In 1996, he was a restricted free agent and was signed to a $17.5 million offer sheet by the Jacksonville Jaguars, which the Colts ended up matching, ensuring he would remain with the team. He played just eight games in the season, after tearing 20 percent of his left pectoral muscle and later in the season tearing his right pectoral muscle off the bone, which was a career-threatening injury. He finished with 58 tackles, four quarterback pressures, two fumble recoveries and one forced fumble.

In 1997, he was limited with an injured left shoulder, starting 15 games (11 at the right side and 4 at the left side). He missed the game against the Tampa Bay Buccaneers with an Achilles injury. He posted 116 tackles (second on the team), two sacks, six quarterback pressures, two interceptions, one pass defensed and two forced fumbles. He was waived injured on August 31, 1998. He underwent reconstructive surgery on his left shoulder on September 30.

===Dallas Cowboys===
The Dallas Cowboys gambled that Coryatt could regain his form and signed him as a free agent on April 17, 1999. He was expected to be the starter at strongside linebacker, but was slowed down by an Achilles injury suffered during a June minicamp and also had problems with his surgically reconstructed left shoulder.

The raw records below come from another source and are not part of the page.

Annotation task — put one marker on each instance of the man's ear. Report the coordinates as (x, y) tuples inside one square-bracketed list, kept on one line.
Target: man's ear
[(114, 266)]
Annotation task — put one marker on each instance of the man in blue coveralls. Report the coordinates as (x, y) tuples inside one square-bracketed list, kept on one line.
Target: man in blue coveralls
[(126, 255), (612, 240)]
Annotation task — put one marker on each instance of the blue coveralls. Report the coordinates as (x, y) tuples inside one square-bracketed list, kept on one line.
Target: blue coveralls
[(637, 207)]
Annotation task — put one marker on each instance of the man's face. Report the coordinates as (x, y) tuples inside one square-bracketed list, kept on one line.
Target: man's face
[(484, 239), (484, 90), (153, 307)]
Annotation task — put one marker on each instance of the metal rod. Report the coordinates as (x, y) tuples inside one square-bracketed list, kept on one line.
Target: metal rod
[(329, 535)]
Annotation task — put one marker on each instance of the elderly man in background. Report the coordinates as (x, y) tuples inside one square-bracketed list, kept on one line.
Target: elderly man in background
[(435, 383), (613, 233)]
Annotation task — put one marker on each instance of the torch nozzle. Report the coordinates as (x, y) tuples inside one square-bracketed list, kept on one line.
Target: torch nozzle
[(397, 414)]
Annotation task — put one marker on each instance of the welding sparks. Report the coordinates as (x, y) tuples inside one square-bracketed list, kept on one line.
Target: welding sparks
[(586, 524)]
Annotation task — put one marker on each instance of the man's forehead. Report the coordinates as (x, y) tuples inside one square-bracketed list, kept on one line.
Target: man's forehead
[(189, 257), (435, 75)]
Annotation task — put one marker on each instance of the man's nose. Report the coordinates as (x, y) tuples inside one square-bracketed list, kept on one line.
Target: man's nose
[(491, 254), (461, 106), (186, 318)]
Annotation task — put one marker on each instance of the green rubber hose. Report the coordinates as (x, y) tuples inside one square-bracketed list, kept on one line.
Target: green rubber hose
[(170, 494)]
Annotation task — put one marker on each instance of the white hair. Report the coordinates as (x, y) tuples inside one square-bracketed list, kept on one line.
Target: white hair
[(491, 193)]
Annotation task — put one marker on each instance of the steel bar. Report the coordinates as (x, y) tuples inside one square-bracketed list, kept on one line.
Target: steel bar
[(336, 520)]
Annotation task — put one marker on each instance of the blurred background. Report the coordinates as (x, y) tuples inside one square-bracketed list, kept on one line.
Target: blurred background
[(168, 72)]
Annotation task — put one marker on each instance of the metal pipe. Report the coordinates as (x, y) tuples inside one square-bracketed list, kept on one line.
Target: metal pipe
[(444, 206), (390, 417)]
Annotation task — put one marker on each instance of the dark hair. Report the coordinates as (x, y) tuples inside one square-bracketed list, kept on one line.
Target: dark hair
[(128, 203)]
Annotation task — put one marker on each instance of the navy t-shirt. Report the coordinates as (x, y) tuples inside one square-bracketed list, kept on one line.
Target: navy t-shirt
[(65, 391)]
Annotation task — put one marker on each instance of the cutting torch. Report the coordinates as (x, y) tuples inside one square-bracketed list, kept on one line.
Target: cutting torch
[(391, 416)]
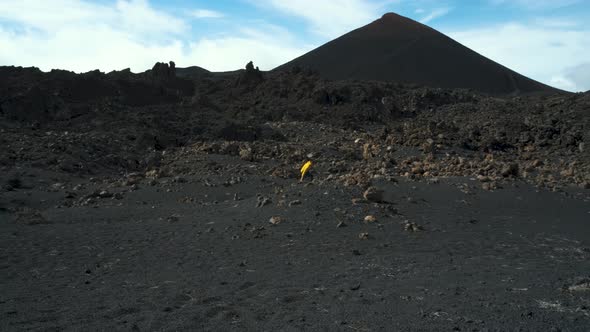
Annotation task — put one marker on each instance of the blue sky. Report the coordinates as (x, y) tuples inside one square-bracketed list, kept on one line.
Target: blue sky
[(548, 40)]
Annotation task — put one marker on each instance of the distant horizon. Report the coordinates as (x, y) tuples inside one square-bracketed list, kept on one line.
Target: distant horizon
[(547, 41)]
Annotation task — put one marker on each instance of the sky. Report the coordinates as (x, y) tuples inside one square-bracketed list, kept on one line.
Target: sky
[(547, 40)]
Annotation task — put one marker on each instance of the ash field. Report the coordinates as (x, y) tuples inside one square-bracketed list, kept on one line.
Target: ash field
[(447, 192)]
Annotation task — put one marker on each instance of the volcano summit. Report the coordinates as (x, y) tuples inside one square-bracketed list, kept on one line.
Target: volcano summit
[(397, 49)]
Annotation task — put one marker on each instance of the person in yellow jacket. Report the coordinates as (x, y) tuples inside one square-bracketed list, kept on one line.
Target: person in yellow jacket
[(305, 169)]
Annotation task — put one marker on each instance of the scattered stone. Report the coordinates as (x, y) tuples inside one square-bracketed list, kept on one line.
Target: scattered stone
[(372, 194), (356, 201), (510, 170), (355, 286), (263, 201), (30, 217), (246, 154), (412, 227), (275, 220), (370, 219), (581, 285), (173, 218)]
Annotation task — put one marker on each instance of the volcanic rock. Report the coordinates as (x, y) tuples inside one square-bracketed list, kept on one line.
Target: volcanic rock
[(372, 194), (397, 49)]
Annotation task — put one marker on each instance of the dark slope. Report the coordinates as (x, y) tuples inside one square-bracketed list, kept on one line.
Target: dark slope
[(395, 48)]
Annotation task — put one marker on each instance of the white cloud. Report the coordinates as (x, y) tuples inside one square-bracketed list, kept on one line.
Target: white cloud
[(329, 18), (206, 13), (543, 53), (81, 36), (435, 14)]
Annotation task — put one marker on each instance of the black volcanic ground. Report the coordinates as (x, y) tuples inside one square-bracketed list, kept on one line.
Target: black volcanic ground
[(170, 200), (396, 48)]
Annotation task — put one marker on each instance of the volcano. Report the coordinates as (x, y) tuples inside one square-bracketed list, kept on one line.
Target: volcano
[(397, 49)]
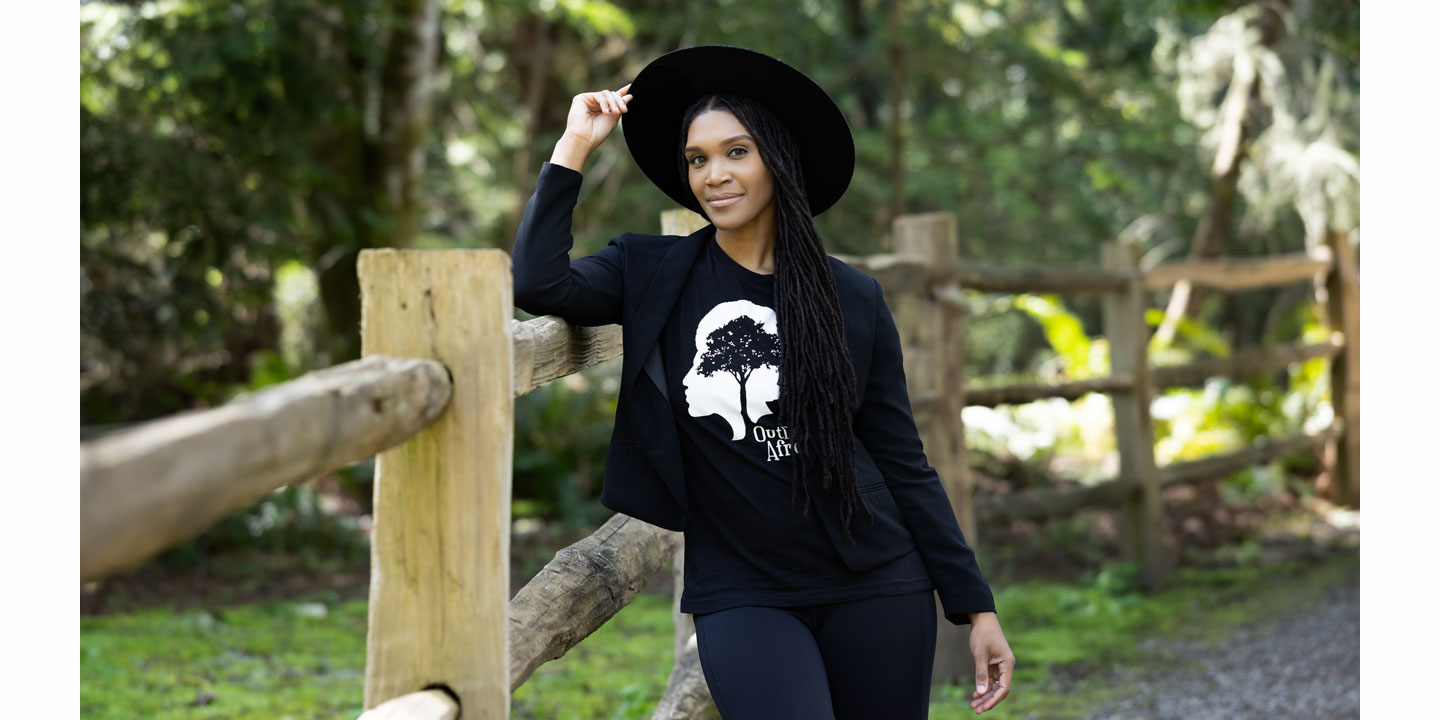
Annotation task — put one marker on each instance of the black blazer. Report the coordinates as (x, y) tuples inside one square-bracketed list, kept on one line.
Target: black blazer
[(634, 282)]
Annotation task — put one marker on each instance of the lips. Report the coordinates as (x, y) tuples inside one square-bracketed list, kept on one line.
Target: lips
[(723, 199)]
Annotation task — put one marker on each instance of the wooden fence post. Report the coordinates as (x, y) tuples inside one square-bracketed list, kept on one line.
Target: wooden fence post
[(439, 562), (1142, 516), (930, 333), (1342, 311)]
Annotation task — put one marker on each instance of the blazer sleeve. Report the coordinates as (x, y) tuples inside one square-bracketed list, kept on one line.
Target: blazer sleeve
[(887, 429), (588, 291)]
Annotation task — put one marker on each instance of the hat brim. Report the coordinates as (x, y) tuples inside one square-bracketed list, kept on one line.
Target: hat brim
[(674, 81)]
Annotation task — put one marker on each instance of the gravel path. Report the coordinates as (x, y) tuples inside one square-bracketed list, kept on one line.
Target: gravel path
[(1303, 664)]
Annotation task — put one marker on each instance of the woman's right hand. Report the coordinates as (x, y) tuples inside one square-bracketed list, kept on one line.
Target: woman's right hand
[(594, 115)]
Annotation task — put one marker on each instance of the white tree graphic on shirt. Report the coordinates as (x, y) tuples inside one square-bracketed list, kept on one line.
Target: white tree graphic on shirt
[(736, 372)]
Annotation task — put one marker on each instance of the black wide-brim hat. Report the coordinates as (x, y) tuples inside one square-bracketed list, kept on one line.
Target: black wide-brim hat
[(674, 81)]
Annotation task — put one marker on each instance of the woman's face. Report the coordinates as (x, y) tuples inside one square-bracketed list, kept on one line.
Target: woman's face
[(723, 160)]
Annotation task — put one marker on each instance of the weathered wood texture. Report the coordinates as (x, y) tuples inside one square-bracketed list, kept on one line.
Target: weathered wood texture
[(1142, 516), (1234, 274), (1070, 281), (1259, 454), (426, 704), (1026, 393), (1342, 311), (582, 588), (1244, 363), (441, 542), (549, 349), (149, 488)]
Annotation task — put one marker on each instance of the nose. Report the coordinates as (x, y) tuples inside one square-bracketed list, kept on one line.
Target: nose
[(716, 174)]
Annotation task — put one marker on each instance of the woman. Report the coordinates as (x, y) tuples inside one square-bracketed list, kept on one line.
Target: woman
[(762, 378)]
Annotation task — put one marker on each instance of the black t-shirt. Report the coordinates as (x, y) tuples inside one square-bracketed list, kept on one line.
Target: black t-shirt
[(745, 543)]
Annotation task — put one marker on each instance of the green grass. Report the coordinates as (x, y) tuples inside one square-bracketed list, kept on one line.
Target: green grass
[(272, 661)]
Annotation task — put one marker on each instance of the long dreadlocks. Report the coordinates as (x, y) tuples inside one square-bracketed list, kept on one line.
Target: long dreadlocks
[(817, 379)]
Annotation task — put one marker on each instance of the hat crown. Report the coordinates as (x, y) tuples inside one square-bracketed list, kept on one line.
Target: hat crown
[(666, 88)]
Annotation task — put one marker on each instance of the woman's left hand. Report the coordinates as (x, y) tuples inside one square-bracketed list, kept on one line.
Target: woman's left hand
[(994, 663)]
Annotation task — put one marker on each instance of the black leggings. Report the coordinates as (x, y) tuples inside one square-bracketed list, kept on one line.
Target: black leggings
[(846, 660)]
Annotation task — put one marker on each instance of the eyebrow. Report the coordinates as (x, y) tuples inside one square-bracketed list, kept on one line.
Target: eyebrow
[(726, 141)]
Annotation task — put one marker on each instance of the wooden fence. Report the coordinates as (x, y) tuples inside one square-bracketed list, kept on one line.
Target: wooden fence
[(434, 399)]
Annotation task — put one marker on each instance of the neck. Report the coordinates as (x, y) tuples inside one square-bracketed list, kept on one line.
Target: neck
[(750, 245)]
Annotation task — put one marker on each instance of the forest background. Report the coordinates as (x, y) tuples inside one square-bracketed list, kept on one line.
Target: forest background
[(236, 157)]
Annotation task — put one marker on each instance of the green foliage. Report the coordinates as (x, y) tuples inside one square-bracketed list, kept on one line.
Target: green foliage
[(562, 435), (290, 520), (307, 661), (303, 660)]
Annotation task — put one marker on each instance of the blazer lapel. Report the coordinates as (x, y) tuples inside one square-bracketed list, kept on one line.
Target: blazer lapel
[(642, 331)]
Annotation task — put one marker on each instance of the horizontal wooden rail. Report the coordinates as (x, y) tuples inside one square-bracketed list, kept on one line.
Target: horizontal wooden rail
[(426, 704), (1227, 462), (162, 483), (1234, 274), (1024, 393), (547, 349), (1050, 503), (1070, 281), (582, 588), (1244, 363)]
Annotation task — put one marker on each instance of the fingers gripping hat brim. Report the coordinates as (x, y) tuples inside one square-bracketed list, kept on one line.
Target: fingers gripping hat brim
[(674, 81)]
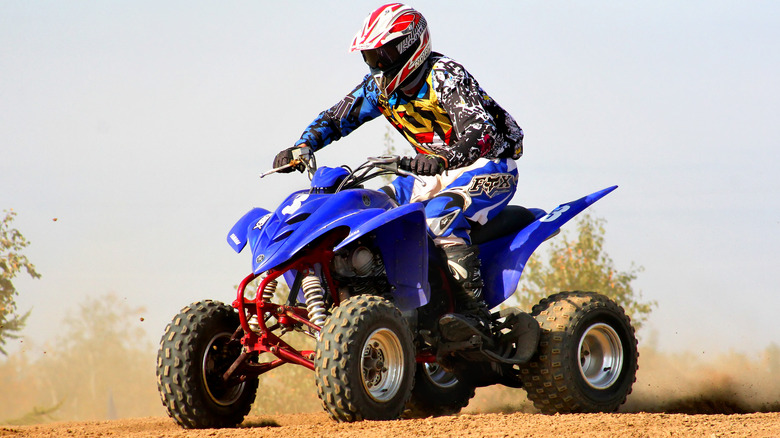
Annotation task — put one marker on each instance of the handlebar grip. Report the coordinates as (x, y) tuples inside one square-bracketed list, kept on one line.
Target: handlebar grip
[(405, 163)]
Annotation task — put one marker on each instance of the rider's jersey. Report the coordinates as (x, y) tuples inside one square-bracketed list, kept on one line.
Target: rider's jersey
[(450, 116)]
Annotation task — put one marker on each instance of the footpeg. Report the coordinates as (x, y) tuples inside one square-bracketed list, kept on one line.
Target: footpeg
[(457, 328)]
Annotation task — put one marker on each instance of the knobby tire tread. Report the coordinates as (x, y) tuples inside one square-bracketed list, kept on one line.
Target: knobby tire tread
[(552, 379)]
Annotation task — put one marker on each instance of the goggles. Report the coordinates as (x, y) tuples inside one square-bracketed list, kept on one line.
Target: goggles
[(384, 58)]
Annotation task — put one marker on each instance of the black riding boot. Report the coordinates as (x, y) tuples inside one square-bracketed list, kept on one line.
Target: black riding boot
[(472, 316)]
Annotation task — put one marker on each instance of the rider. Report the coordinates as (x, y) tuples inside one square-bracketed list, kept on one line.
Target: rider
[(466, 143)]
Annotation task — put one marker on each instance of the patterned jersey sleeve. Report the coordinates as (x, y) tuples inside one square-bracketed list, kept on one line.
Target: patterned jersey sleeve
[(356, 108), (473, 126)]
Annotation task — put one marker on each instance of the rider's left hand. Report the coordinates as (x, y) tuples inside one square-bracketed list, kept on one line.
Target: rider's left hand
[(283, 158), (427, 165)]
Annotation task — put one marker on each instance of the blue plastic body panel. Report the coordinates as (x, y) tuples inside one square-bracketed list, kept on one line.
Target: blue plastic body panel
[(503, 259), (400, 233)]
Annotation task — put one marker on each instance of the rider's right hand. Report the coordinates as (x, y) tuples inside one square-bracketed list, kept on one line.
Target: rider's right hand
[(283, 158)]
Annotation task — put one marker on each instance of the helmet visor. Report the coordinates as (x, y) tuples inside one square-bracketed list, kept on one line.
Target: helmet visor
[(384, 58)]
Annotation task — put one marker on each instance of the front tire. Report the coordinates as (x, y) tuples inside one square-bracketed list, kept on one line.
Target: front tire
[(364, 362), (587, 357), (194, 353)]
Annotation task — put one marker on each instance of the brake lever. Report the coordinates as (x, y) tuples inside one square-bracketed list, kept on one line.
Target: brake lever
[(300, 156), (392, 163)]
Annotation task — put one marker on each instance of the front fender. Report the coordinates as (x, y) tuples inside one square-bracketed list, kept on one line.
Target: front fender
[(239, 235)]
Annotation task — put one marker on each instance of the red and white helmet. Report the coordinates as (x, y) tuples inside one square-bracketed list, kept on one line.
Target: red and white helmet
[(394, 42)]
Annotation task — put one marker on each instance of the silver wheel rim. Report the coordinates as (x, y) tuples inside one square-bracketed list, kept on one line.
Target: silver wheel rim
[(382, 365), (223, 396), (439, 377), (600, 356)]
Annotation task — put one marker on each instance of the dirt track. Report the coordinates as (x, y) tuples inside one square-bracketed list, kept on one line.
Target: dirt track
[(469, 425)]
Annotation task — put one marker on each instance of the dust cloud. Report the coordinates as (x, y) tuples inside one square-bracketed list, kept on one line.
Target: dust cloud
[(96, 379)]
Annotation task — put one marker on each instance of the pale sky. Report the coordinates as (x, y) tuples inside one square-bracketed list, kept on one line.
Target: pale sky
[(142, 126)]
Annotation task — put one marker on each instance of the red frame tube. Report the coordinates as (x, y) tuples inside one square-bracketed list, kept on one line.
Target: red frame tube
[(265, 341)]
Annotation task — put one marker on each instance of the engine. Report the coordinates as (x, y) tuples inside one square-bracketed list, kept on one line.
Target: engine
[(359, 270)]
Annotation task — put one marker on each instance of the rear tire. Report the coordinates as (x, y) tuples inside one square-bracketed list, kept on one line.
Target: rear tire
[(364, 362), (587, 357), (194, 353)]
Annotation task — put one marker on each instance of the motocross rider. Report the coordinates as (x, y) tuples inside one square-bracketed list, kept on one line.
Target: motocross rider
[(465, 142)]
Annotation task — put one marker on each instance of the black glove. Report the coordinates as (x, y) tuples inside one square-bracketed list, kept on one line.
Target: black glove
[(283, 158), (427, 165)]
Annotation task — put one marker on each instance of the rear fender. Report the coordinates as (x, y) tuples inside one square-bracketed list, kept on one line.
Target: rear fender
[(503, 259), (401, 235)]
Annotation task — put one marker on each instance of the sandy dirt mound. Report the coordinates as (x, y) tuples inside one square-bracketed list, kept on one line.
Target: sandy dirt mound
[(468, 425)]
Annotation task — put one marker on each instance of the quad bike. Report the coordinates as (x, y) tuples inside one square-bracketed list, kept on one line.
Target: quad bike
[(368, 285)]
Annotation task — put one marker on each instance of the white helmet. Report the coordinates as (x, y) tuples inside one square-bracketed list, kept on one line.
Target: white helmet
[(394, 42)]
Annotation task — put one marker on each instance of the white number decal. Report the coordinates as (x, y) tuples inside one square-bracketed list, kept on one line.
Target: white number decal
[(555, 214)]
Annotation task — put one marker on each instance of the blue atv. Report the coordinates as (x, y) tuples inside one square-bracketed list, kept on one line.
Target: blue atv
[(365, 283)]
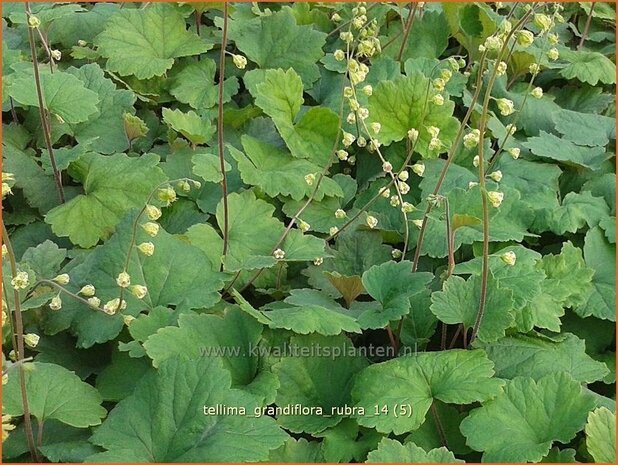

After not being able to overcome his injuries, he initially announced his retirement on September 14. He tried again to come back in December, playing in four games (one start), while making only one tackle. He was released on February 13, 2000.

Coryatt played in 82 games over a seven-year stretch in the NFL and although he was a solid contributor, injuries didn't allow him to live up to the stardom that was expected of him by virtue of his high draft status.